Back to the subject of things slowing down in the House, I want to note that even while it looks increasingly like they're planning to do nothing between now and November, word is they're looking to get seriously busy after the elections, in a lame duck session. Now, I'm old enough to remember the days when Republicans used to say that lame duck Congressional sessions were practically treason. But then again, Republicans think everything is practically treason these days. Still, you'll probably recall that when the very last Congress proposed a lame duck session after the 2010 elections, Republicans screamed bloody murder. Which is why it'll come as no surprise whatsoever to you if they in fact do that very thing themselves. What'll really be interesting is the reaction of the 27 Republican co-sponsors of H.R. 339, the "End the Lame Duck Act."
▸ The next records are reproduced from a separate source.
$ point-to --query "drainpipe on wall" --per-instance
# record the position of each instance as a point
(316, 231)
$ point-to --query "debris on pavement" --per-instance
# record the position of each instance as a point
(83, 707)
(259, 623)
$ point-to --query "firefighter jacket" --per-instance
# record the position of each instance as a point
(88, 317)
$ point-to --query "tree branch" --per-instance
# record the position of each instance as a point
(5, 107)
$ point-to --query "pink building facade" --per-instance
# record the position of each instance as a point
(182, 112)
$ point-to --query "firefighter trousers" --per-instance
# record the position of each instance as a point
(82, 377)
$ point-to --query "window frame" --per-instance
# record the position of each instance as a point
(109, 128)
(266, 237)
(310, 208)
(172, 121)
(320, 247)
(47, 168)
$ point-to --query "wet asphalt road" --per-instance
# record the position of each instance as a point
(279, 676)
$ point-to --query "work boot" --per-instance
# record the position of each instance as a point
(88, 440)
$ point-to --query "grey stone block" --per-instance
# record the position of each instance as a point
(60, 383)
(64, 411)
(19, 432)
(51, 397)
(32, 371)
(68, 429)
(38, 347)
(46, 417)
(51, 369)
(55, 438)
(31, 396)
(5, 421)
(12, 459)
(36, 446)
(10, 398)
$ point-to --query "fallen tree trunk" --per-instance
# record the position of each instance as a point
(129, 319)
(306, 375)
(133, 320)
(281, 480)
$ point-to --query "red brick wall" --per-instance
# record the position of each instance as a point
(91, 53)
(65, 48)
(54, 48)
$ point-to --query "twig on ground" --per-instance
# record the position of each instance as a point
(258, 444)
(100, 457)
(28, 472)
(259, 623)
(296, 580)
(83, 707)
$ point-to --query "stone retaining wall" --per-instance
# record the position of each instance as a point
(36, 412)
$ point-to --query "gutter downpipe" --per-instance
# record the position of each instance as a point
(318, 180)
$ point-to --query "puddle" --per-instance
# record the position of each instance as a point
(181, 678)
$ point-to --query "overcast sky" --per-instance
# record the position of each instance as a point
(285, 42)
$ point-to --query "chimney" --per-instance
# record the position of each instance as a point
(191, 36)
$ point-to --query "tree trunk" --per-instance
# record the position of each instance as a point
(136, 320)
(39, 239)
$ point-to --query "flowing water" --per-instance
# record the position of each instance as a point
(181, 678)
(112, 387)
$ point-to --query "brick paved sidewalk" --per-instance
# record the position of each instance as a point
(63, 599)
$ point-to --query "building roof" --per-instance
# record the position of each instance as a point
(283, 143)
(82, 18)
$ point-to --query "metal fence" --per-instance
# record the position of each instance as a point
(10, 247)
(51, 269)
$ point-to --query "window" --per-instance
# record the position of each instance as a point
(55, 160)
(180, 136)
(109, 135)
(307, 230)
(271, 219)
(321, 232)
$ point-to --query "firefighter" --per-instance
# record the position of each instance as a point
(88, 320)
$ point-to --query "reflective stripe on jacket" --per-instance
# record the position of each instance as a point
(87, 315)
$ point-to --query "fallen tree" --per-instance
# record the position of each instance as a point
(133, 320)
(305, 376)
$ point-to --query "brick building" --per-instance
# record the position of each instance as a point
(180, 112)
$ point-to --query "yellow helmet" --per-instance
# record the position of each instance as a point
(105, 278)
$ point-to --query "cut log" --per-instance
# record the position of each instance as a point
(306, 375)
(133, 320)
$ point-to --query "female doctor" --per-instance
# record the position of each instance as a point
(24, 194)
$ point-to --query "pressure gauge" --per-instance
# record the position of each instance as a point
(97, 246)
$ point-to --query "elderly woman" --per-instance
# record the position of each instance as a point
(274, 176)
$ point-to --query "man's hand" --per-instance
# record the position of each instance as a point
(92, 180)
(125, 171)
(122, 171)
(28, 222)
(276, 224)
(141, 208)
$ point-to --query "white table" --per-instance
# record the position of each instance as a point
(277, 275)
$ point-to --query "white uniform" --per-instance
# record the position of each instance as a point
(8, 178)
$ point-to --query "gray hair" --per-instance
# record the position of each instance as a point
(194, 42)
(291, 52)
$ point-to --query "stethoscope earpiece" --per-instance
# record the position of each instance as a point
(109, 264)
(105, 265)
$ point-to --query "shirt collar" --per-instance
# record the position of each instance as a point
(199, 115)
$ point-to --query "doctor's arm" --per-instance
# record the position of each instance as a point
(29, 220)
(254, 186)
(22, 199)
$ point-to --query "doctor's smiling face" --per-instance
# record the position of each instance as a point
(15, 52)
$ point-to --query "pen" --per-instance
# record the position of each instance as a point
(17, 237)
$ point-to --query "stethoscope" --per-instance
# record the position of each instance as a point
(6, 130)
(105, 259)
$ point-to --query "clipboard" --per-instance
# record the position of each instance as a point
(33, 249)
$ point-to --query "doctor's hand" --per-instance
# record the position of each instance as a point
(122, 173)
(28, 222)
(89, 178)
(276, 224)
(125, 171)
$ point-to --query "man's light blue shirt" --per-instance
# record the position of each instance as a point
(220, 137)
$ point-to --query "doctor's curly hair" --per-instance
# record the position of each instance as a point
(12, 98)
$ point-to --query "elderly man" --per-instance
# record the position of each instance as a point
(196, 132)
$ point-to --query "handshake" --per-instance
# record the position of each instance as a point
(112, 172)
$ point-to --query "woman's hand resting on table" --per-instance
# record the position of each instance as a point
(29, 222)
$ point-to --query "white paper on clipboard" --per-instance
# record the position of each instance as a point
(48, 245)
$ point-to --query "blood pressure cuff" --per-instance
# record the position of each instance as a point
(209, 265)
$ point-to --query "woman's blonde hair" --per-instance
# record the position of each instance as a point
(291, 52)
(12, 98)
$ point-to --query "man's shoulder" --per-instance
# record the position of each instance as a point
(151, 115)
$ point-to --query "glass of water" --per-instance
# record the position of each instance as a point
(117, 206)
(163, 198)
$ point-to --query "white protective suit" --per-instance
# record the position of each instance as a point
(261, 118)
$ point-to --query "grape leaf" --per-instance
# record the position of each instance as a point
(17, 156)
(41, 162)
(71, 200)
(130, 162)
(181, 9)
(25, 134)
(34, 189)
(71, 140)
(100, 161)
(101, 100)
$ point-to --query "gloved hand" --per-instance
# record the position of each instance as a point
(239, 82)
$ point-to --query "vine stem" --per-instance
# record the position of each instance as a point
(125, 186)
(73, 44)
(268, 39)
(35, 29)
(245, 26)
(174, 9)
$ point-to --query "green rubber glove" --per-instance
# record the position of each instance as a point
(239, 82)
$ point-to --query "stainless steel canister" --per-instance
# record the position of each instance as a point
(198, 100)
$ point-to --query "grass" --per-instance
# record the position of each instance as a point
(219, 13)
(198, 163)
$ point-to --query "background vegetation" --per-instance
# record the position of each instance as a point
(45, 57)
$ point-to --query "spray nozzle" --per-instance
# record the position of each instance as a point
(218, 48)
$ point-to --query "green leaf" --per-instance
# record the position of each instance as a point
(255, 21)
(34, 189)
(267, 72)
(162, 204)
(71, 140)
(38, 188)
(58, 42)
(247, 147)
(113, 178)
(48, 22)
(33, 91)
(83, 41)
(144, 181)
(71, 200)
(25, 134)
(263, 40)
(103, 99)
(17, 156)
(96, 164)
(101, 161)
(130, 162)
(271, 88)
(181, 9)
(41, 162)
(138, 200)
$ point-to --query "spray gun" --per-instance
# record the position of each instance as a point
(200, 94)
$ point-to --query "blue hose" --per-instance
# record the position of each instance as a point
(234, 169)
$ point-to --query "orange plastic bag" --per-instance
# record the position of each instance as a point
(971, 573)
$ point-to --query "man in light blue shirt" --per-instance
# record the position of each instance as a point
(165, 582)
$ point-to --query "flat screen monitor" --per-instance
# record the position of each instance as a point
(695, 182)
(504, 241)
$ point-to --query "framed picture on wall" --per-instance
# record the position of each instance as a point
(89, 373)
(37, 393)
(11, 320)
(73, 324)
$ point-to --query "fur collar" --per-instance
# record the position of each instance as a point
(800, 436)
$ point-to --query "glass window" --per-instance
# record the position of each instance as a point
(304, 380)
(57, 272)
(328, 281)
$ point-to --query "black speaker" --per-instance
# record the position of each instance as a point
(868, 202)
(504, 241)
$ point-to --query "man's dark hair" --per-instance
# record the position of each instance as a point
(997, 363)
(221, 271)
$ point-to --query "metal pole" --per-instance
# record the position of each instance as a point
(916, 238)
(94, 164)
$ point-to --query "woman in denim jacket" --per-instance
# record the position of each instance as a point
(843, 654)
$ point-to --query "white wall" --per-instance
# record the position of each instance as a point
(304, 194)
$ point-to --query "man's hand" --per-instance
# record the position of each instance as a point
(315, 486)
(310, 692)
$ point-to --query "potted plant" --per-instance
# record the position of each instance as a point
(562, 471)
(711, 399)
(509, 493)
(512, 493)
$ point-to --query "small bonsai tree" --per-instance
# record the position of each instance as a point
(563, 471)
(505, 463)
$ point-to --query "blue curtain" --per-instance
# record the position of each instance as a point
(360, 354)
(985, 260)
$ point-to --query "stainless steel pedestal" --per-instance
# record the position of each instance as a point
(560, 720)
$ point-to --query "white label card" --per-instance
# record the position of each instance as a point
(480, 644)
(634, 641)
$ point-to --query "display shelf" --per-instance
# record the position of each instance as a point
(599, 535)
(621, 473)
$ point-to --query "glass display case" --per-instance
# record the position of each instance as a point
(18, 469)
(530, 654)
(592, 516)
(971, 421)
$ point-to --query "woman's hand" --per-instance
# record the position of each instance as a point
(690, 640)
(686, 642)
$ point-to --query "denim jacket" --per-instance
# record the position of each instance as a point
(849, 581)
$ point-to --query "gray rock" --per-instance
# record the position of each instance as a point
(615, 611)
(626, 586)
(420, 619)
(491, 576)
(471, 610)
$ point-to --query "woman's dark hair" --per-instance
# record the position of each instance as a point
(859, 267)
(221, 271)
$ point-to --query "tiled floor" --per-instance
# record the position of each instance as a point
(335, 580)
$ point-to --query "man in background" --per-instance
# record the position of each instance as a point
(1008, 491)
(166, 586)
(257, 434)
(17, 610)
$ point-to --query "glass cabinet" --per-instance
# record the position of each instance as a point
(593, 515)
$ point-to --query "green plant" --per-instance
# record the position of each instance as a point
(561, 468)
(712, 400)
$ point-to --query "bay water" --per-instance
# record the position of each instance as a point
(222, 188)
Yeah, it's been obvious for a long time, if you were willing to subject yourself to a close examination of the day-to-day record. Though even a quick perusal of the enacted public laws of the 112th Congress will tell you what you need to know. Just skim the titles of the stuff that's actually made it onto the books. Or easier still, flip through the available pages leading to the public laws enacted by previous Congresses, and take note of the sheer volume of the output. For the 112th Congress, you have the option of examining Public Laws 112-1 through 112-173. That is, there are 173 new laws on the books, passed by the 112th Congress. Whereas for the 111th, you have 383 laws to choose from. For the 110th, 460. The 109th, 482. The 108th, 498.

I could go on, but I think you get the idea.

But lest you be tempted to conclude that the 112th has simply been more efficient with its work, I'll remind you as I quoted above that as of mid-April, nearly 25 percent of the 112th Congress's total legislative output in terms of enacted laws consisted of re-namings of post office and other federal installations, and temporary transportation spending authority renewals and nothing else.

Nobody's ever done nothing like these Republican clowns did it. It's no wonder their brand, along with Congress's reputation, is in the toilet.